Speaking to journalists in Canberra, Australia, last week, Eugene Kaspersky, head of the anti-virus and cyber protection firm that bears his name, said he had been tipped off about the damage by a friend who works at the Russian plant.

Kaspersky did not say when the attacks took place, but implied that they occurred around the same time the Iranian infection was reported. He also did not comment on the impact of the infections on either the nuclear plant or the space station, but did say that the latter facility had been attacked several times.

The revelation came during a question-and-answer period after a presentation on cyber-security. The point, Kaspersky told reporters at Australia’s National Press Club last week, was that not being connected to the Internet — the public web cannot be accessed at either the nuclear plant or on the ISS — is a guarantee that systems will remain safe. The identity of the entity that released Stuxnet into the “wild” is still unknown (although media speculation insists it was developed by Israel and the United States), but those who think they can control a released virus are mistaken, Kaspersky warned. “What goes around comes around,” Kaspersky said. “Everything you do will boomerang.”

The Stuxnet virus came to light in 2010, having attacked Iranian nuclear facilities by hitting the programmable logic control automation systems that control them. The PLC system, manufactured by German conglomerate Siemens, runs the centrifuges used to enrich uranium at Iran’s Natanz facility. Variants of Stuxnet have affected the facility’s centrifuges in various ways, mostly by changing the activity of valves controlled by the PLC software that feed the uranium to centrifuges at a specific rate required for enrichment, Kaspersky said in several presentations last year.

It’s not known when Stuxnet began its activities, but researchers at anti-virus company Symantec said that they had gathered evidence that earlier versions of the code were already seen “in the wild” in 2005, although it wasn’t yet operational as a virus.
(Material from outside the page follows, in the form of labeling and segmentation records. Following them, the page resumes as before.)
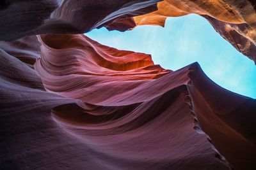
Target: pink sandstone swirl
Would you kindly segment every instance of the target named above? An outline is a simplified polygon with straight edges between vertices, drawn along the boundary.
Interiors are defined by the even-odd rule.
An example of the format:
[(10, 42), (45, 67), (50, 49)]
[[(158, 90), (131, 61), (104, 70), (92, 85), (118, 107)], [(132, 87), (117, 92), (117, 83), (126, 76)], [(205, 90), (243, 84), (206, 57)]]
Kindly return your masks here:
[(35, 67), (44, 86), (81, 101), (55, 107), (53, 119), (74, 140), (104, 155), (104, 168), (255, 166), (255, 125), (249, 123), (255, 100), (220, 87), (196, 63), (173, 72), (154, 65), (149, 55), (84, 35), (38, 38), (42, 56)]
[(0, 41), (1, 169), (256, 169), (255, 99), (197, 63), (173, 71), (82, 34), (43, 34), (196, 13), (256, 60), (253, 1), (158, 1), (0, 2), (0, 39), (15, 40)]

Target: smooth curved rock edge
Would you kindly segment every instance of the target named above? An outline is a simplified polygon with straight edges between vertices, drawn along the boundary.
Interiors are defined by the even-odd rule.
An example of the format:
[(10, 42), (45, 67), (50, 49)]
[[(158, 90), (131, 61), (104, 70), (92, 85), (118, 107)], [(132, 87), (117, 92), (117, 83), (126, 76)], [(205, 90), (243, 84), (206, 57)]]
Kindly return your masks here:
[(204, 16), (238, 51), (256, 61), (253, 0), (4, 0), (0, 4), (0, 32), (4, 32), (0, 40), (80, 34), (103, 26), (121, 31), (140, 25), (163, 26), (167, 17), (189, 13)]
[[(40, 50), (20, 50), (32, 36), (0, 53), (1, 169), (255, 167), (255, 99), (197, 63), (172, 71), (84, 35), (38, 38)], [(15, 57), (25, 55), (29, 63)]]
[[(119, 1), (111, 7), (100, 1), (4, 1), (1, 36), (15, 39), (102, 26), (123, 31), (143, 25), (136, 17), (144, 15), (133, 16), (156, 10), (154, 1)], [(161, 3), (166, 2), (172, 4)], [(241, 1), (228, 2), (232, 11)], [(252, 6), (243, 2), (236, 10)], [(108, 10), (95, 12), (102, 6)], [(86, 9), (93, 10), (79, 16)], [(240, 16), (246, 23), (198, 14), (250, 57), (255, 12), (247, 11)], [(150, 24), (165, 20), (157, 18)], [(154, 65), (150, 55), (83, 35), (38, 38), (41, 49), (35, 36), (0, 42), (1, 169), (255, 169), (255, 99), (218, 86), (197, 63), (172, 71)]]

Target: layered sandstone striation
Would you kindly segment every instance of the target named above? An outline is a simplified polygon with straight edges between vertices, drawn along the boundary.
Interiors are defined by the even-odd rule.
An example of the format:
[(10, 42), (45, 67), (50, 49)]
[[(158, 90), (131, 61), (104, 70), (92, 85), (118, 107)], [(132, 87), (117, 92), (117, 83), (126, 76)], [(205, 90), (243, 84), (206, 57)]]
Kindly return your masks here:
[(157, 1), (0, 3), (0, 169), (255, 169), (255, 99), (67, 34), (196, 13), (255, 60), (252, 1)]

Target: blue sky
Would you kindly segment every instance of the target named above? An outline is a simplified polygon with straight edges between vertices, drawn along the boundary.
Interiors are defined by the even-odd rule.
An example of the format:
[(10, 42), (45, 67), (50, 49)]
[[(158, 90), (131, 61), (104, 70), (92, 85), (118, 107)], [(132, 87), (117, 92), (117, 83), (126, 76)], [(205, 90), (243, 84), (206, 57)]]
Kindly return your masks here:
[(105, 28), (85, 34), (109, 46), (150, 53), (155, 64), (177, 70), (197, 61), (205, 74), (230, 91), (256, 98), (256, 66), (196, 15), (170, 17), (165, 27), (139, 26), (120, 32)]

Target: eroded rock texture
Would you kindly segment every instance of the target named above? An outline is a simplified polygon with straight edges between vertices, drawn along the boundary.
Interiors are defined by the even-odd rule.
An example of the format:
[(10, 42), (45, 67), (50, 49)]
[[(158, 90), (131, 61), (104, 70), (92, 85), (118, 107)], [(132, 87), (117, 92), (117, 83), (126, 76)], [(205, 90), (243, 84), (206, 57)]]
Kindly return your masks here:
[(157, 1), (1, 3), (0, 38), (17, 39), (0, 42), (1, 169), (255, 169), (256, 100), (197, 63), (173, 71), (83, 34), (33, 36), (195, 13), (255, 60), (253, 1)]
[(83, 33), (102, 26), (122, 31), (139, 25), (163, 26), (167, 17), (196, 13), (255, 61), (255, 6), (253, 0), (4, 0), (0, 4), (0, 40), (46, 33)]

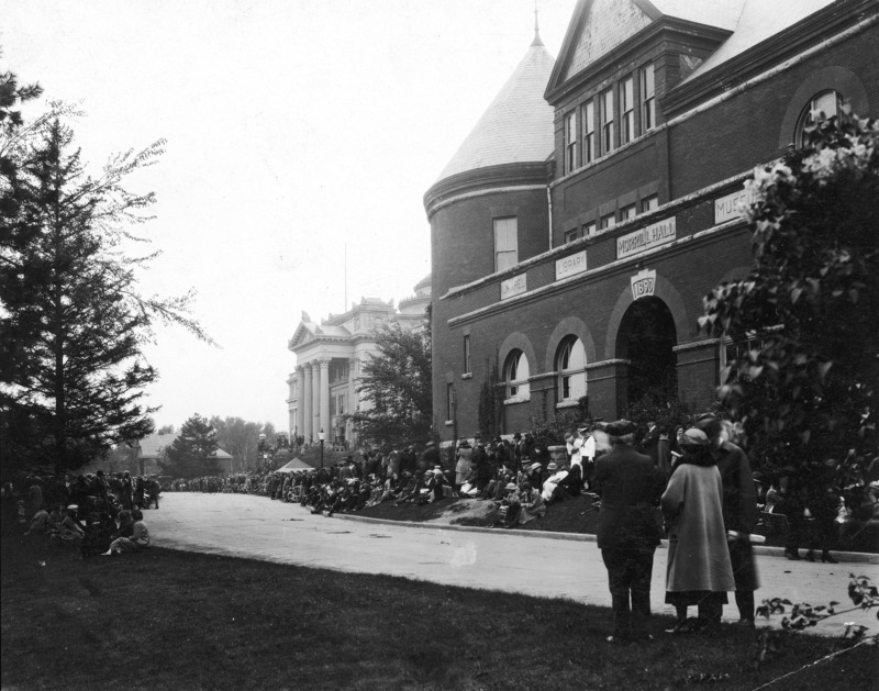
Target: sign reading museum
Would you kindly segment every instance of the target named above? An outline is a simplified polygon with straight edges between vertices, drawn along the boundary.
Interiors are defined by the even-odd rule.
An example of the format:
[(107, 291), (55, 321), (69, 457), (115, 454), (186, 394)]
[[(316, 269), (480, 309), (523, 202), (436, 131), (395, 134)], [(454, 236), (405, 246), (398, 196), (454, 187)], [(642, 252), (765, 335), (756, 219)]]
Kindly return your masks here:
[(654, 247), (672, 242), (677, 237), (675, 216), (663, 219), (646, 227), (616, 238), (616, 258), (638, 255)]

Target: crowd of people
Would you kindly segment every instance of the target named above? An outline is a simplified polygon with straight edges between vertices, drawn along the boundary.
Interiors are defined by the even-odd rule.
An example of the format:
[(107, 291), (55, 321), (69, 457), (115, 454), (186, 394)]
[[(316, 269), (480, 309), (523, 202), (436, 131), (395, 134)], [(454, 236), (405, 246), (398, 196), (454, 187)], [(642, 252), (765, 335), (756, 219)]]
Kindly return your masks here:
[[(754, 471), (731, 425), (703, 415), (690, 428), (628, 421), (571, 430), (564, 447), (530, 433), (490, 442), (459, 439), (454, 457), (429, 443), (369, 450), (327, 467), (176, 479), (29, 476), (21, 491), (3, 486), (3, 524), (25, 535), (79, 546), (81, 556), (118, 555), (149, 545), (143, 511), (166, 491), (234, 492), (299, 503), (314, 514), (354, 513), (388, 503), (422, 505), (447, 499), (491, 502), (493, 525), (512, 528), (552, 506), (587, 494), (600, 506), (598, 546), (608, 570), (614, 631), (610, 640), (645, 636), (653, 557), (669, 540), (665, 602), (672, 633), (716, 626), (733, 592), (741, 623), (754, 625), (758, 587), (752, 542), (783, 516), (789, 559), (835, 562), (841, 535), (879, 525), (879, 457), (828, 461), (814, 477)], [(765, 531), (764, 531), (765, 532)], [(757, 537), (755, 537), (755, 535)], [(808, 547), (804, 557), (801, 546)], [(689, 608), (697, 616), (688, 617)]]
[(157, 478), (64, 473), (29, 475), (3, 484), (4, 531), (18, 531), (31, 540), (68, 545), (75, 558), (114, 556), (149, 546), (144, 510), (158, 509), (162, 491)]

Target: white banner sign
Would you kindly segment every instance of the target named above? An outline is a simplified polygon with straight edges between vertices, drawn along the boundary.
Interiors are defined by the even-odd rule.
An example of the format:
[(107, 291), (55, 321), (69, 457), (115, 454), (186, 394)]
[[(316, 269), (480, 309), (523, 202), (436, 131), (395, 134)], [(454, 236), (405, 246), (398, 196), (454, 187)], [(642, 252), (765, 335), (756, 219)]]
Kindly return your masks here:
[(739, 190), (714, 200), (714, 225), (726, 223), (733, 219), (741, 219), (742, 212), (753, 204), (755, 197), (753, 192)]
[(675, 216), (616, 238), (616, 258), (631, 257), (672, 242), (677, 237)]
[(556, 280), (586, 271), (586, 249), (556, 260)]
[(501, 300), (507, 300), (508, 298), (525, 292), (528, 289), (527, 281), (525, 280), (526, 278), (527, 275), (522, 274), (521, 276), (514, 276), (513, 278), (508, 278), (505, 281), (502, 281)]
[(656, 271), (644, 269), (632, 277), (632, 299), (649, 298), (656, 291)]

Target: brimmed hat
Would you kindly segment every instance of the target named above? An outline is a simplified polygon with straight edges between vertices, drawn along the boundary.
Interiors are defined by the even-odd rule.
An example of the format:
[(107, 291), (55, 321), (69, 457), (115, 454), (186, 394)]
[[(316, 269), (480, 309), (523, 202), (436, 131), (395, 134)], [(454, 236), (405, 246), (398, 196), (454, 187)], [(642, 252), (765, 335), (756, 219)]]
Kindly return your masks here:
[(611, 436), (625, 436), (626, 434), (635, 434), (635, 423), (631, 420), (615, 420), (604, 427), (604, 432)]
[(708, 438), (708, 435), (702, 432), (701, 430), (697, 430), (696, 427), (690, 427), (687, 432), (683, 433), (683, 437), (681, 437), (681, 446), (710, 446), (711, 439)]

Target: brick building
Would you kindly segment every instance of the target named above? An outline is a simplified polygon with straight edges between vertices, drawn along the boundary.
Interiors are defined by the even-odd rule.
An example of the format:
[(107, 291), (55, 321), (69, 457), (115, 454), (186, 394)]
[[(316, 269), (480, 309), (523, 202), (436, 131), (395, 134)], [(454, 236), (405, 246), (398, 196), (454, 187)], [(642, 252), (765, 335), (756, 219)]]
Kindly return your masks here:
[(424, 197), (441, 436), (478, 431), (494, 365), (508, 434), (709, 406), (739, 344), (697, 319), (750, 266), (743, 181), (813, 111), (875, 114), (878, 25), (868, 0), (579, 0), (557, 60), (535, 36)]

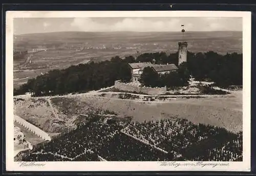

Stuxnet, said Symantec, was the first virus known to attack national infrastructure projects, and according to the company, the groups behind Stuxnet were already seeking to compromise Iran’s nuclear program in 2007 — the year Iran’s Natanz nuclear facility, where much of the country’s uranium enrichment is taking place, went online.

Now that the plague has been unleashed, said Kaspersky, no one is immune — and that includes its originators, who are no longer in control of it. “There are no borders” in cyberspace, and no one should be surprised at any reports of a virus attack, no matter how ostensibly secure the facility, he said.